For the clamp table,  I have cut some wooden legs for it and fitted them but they will need painting before final assembly. I have cut and profiled a base board for the table to sit on, this received a final coat of paint today, that is currently drying.  Five rubber feet will finish this off.


In the picture belo, the base board is on the left, with the coil table sitting on its wooden legs watching the paint dry on the base.

Clamp table base

This will give the table an 'open' design, which was initially to allow heat dissipation in the original design. With the vast majority of the coil now above the surface, this isn't so critical, but I like the look of it so have kept it this way.


The PCB arrived on the Thursday, so I was keen to get it but and tested to see what issues I would have, unfortunately, there were quite a few. During the build, I had to modify the case by cutting away the bottom rail of the case sides to get the required clearances on the PCB solder joints. Two of these were at mains potential and would not have mixed to well with an aluminium case side, luckily enough it was spotted before any power was applied.


I also realised during the build, that I had made an error sizing the transformer. The 25VA rating is shared across the secondary windings, each one only having 12.5VA, so for the 9V, I would not be able to draw the originally desired 2A. Instead, I modified the selector resistors so that the amplifier had 0.5A and 1A settings, this just involved changing the value of R4 to 113kOhm. I also took this opportunity to change the output resistor from 2R2 to 1R0 to reduce the wattage rating required.


Current amplifier new schematic


Current amplifier built


The amplifier assembled reasonably well after that, although it is a tight squeeze into the case as seen above.


Testing the amplifier, also produced issues. The 1A current rating could not be achieved, despite adjustment of the potentiometer. I am not sure what is causing this, as the 0.5A setting could be achieved and the calculations for the values were made in the same manner, just with the different current rating. I will drop the value of R3 resistor down around 10kOhms to see if this gives the correct adjustment range.


0.5A setting test

1A setting test

Both output current tests were made with a 20 turn coil installed on the output.
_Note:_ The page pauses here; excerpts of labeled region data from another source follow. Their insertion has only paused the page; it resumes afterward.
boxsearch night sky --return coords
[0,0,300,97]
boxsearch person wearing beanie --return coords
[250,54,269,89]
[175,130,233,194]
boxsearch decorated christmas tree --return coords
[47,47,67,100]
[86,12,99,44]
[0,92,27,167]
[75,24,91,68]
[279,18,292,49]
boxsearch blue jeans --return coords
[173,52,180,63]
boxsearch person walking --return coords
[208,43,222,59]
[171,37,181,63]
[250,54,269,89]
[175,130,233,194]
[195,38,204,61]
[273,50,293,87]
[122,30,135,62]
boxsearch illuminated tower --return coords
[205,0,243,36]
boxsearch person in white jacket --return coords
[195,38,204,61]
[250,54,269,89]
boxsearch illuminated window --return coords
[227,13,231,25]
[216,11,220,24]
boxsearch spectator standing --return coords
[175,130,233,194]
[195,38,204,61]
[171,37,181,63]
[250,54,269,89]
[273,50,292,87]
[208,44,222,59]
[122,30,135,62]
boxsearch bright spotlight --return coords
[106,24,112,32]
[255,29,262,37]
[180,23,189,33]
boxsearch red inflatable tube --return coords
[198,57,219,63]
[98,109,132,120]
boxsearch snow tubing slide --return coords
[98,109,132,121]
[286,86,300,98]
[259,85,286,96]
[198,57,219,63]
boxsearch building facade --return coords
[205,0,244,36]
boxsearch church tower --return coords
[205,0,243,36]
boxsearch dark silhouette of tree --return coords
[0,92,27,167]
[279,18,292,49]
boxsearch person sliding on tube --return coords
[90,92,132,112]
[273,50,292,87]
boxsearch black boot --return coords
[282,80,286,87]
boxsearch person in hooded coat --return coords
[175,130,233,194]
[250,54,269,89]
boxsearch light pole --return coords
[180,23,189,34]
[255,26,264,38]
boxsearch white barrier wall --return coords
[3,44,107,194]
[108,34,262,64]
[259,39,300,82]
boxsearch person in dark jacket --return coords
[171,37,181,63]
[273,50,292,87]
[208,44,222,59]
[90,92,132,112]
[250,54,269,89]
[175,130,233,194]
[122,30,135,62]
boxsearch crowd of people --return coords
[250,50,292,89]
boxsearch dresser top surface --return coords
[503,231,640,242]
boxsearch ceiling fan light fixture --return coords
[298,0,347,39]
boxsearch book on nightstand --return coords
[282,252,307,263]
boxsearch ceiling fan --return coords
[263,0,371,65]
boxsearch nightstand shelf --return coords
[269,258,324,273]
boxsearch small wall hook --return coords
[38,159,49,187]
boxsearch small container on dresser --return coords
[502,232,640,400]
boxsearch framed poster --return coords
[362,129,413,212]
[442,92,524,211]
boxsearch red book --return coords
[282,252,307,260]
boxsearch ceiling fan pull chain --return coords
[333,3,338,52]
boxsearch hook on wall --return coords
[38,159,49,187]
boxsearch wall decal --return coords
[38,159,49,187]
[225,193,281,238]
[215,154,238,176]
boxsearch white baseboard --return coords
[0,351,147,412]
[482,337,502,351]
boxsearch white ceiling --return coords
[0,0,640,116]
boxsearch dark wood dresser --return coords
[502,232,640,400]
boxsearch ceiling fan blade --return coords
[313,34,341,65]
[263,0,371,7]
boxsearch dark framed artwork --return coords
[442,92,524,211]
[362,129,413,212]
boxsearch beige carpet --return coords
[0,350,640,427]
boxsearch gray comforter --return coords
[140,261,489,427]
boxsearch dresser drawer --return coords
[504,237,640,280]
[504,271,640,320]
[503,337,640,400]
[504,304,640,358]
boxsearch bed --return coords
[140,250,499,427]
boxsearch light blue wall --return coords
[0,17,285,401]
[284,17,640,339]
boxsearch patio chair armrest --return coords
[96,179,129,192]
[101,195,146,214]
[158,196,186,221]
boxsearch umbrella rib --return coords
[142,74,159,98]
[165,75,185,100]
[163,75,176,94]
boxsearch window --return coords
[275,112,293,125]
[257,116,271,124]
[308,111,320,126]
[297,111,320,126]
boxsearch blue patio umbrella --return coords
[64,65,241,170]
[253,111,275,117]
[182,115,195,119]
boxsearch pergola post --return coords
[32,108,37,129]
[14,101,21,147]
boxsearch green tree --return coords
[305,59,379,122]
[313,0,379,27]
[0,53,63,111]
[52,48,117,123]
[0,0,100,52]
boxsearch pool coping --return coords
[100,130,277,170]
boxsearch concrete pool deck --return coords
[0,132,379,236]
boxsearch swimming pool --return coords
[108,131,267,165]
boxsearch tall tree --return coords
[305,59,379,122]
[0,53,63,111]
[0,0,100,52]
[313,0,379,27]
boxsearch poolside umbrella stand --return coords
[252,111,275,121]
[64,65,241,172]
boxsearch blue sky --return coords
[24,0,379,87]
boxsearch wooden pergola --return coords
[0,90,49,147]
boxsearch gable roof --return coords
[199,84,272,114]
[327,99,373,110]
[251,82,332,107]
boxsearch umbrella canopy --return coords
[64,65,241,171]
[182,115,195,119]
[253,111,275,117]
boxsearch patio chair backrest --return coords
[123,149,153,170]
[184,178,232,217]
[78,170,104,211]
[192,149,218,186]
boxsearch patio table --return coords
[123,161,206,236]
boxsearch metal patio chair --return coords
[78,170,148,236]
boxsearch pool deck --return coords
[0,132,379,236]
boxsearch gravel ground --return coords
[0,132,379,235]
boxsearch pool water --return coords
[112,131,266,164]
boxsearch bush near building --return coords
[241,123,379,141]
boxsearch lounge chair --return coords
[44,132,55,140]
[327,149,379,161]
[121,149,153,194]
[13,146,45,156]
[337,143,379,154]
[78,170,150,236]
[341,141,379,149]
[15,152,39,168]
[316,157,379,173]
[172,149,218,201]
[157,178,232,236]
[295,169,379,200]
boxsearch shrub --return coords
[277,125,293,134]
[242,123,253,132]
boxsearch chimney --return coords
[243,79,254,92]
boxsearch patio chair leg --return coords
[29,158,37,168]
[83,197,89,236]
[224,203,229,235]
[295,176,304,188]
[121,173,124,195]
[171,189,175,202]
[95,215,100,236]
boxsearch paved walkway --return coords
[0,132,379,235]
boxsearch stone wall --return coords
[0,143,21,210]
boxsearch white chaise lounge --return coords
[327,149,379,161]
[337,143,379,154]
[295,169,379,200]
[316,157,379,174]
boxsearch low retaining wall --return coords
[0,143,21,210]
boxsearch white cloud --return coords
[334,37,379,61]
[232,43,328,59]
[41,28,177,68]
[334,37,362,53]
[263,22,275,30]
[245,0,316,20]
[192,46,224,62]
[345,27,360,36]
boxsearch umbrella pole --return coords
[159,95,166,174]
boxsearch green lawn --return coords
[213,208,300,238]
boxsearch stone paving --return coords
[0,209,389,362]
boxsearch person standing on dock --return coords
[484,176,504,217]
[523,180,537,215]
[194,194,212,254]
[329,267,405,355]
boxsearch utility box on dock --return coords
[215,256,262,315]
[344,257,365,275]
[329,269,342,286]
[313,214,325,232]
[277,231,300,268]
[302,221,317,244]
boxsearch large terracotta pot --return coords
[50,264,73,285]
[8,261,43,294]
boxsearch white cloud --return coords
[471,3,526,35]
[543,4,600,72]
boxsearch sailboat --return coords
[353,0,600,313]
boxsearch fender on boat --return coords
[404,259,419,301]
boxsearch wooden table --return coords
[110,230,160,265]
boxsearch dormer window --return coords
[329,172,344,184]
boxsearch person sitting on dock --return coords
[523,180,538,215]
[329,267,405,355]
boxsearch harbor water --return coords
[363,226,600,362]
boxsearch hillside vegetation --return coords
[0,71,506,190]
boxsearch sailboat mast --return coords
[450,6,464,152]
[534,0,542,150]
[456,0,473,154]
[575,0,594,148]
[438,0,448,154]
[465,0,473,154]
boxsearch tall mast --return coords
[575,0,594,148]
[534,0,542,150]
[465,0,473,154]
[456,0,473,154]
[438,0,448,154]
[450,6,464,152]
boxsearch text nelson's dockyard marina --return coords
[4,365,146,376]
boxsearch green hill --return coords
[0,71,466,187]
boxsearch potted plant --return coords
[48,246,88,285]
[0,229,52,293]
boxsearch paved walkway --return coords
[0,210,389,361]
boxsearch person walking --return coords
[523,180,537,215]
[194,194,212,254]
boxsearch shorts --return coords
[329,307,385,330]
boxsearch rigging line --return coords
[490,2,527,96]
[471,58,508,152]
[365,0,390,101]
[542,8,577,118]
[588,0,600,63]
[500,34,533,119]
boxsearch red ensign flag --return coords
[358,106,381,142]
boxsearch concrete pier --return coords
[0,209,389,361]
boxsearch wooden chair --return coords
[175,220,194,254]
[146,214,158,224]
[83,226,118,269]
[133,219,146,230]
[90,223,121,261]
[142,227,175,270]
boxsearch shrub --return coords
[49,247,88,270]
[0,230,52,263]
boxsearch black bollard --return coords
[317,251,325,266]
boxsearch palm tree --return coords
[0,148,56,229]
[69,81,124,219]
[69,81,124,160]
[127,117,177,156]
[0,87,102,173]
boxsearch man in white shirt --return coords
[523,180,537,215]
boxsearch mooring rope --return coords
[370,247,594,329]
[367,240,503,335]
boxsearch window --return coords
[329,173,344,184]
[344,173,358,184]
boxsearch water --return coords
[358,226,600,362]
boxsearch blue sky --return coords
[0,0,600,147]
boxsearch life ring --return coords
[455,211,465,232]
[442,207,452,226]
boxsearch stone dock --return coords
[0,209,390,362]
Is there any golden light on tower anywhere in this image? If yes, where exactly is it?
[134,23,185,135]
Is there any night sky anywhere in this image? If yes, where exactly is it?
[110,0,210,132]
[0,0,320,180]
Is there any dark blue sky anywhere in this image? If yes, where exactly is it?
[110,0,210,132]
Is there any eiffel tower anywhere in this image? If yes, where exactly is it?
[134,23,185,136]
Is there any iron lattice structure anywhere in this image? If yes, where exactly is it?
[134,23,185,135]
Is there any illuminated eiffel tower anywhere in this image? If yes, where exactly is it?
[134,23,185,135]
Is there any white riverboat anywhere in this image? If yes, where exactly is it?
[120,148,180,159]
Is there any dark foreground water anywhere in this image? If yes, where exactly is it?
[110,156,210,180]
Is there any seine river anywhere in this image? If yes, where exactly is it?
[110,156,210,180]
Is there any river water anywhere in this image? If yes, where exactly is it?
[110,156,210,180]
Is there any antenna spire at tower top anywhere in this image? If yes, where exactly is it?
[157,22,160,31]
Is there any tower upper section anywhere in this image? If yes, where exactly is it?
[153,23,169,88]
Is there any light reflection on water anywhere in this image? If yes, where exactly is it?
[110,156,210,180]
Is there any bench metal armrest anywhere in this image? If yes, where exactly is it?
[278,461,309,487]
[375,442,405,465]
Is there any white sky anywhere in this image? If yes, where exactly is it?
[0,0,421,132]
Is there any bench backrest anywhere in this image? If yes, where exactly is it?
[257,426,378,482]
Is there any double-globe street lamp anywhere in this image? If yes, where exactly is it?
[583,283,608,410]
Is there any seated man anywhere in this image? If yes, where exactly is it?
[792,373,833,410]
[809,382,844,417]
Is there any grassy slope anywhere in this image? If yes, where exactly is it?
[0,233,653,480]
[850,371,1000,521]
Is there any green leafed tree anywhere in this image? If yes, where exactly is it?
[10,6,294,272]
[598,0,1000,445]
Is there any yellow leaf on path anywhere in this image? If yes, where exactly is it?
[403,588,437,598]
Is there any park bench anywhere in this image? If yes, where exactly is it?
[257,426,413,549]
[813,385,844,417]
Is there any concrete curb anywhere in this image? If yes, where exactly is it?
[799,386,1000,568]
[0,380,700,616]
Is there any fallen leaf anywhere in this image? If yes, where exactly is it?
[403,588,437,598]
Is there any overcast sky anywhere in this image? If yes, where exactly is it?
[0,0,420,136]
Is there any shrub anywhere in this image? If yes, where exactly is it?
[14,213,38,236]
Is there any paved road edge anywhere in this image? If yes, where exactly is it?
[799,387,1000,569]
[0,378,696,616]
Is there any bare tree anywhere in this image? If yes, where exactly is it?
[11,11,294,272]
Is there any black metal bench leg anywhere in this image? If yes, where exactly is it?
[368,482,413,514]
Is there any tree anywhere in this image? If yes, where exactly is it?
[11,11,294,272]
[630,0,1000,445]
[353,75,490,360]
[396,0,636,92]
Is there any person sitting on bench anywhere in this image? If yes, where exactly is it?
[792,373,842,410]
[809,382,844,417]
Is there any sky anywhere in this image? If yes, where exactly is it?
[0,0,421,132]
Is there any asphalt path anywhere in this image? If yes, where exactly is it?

This should have given a 10A and then 20A reading on the clamp meter respectively.


Temperature tests were then carried out, and caused me some concern, as on the 0.5A output, the temperature of the amplifier ramped up very quickly and I decided to switch off when it hit 50 Degrees C and kept climbing.


Initial temperature test

I decided to modify the heatsink set up by bridging between the installed heatsink and the aluminium case side, using a spare heatsink cut down to suit and thermal paste between the components. To do this meant a bit more modification to the case side to create a flat surface for the bridging heat sink.


Case heatsink modification

Heatsink modification completed

You can just see the additional heatsink in the picture with the thermal paste applied. Testing of this modification showed a stable temperature of 48 Degrees C on the 0.5A output setting, which I was much more comfortable with. In the next thermal photo, you can see the heat being transferred over to the case.


Repeat thermal test

Going back and reading the data sheet for the OPA548 amplifier, it seems I might have been a little too cautious, as I think it can handle more temperature than I gave it credit for.


Amplifier temperature rating

This completes all of the testing I have done at the moment. In principle the design seems to work, but I would like to resolve the 1A current setting before I move onto testing the frequency response of the amplifier.